Не было недавнего дружелюбия, нависла ссора.
Антонина остро, испуганно чувствовала происшедшую перемену, расслоившую, разбросавшую всех по разным углам. И только Горностаев оставался невозмутимым. Казалось, был даже рад разногласиям, почти наслаждался. Словно этот спор был им задуман заранее, медленно готовился, создавался огнем в камине, свечами на березовой плахе, старой иконой. И теперь наконец увенчал собой вечер.

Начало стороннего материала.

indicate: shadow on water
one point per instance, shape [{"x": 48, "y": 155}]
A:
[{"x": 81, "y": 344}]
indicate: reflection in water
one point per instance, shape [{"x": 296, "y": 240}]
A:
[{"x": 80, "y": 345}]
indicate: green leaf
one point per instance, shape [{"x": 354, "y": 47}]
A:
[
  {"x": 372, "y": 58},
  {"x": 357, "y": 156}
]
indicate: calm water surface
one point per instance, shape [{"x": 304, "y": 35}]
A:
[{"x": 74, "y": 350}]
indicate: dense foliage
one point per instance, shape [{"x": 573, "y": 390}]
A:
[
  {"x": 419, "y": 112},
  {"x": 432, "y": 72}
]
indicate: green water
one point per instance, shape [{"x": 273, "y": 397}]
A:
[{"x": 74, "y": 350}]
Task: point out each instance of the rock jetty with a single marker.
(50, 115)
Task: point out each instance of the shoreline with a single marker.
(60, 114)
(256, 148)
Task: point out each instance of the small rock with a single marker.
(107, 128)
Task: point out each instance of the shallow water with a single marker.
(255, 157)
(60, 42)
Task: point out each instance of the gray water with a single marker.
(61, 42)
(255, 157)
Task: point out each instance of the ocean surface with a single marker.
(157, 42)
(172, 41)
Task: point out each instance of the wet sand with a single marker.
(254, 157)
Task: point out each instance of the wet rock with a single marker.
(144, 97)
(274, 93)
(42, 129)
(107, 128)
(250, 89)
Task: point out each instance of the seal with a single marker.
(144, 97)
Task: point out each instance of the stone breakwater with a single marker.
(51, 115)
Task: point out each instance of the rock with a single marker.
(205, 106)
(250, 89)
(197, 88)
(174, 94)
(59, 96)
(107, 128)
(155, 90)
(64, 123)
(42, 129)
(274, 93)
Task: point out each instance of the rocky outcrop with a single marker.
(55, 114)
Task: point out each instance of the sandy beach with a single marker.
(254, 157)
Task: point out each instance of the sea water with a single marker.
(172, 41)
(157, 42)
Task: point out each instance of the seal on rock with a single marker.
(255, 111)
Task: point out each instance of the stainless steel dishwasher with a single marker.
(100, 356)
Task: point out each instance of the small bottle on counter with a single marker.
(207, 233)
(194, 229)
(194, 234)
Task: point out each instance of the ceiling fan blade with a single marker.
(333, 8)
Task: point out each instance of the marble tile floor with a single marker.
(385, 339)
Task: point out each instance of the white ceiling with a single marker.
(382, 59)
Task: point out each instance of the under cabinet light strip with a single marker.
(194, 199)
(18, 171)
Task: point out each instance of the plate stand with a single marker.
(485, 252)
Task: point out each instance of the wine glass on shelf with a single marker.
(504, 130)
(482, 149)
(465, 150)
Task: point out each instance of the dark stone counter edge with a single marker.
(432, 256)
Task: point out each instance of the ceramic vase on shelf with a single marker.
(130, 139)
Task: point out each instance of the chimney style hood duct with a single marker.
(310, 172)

— Да зря вы, скажу я вам, надеетесь на вашу СОИ! — Накипелов набычился, наставил на Лазарева свои мышцы, покрасневшие надбровные дуги, гневно дышал ноздрями, уже не отличая его от врагов, желавших погубить государство. — Ну потратите вы свои триллионы, развесите свои фонарики! А мы их возьмем и погасим! Дунем — и нету! Решили Россию, как волка, красными флажками из космоса обложить? Смешно! Мы эти флажки перепрыгнем. Россия — не серый волк! Облавы на нее не пройдут!
— Как я ненавижу этот дешевый оптимизм! Как я ненавижу эту мелкотравчатую пропаганду, рассчитанную на дураков! — Лазарев и впрямь ненавидел. И впрямь, казалось, был с теми, кто в Ливерморе разрабатывал рентгеновский лазер. — Мы тридцать лет занимались этой дешевой брехней, клали на себя румяна и проиграли гонку. Вместо того чтобы честно анализировав, беспощадно себя судить, мы бодрились, кичились, румянились, а всю энергию, накопленную в недоеданиях, тратили на то, чтобы что-то запрещать, чему-то мешать, с чем-то и с кем-то бороться. Смешно сказать, дизайнеров и тех разогнали! Этикетку на банке огурцов нарисовать не умеем! Глядишь на этикетку, и от одного вида тошнит! А ведь какая этикетка, такие и самолеты! Какая этикетка, такие и компьютеры! Единая цивилизация и в гайке и в боеголовке!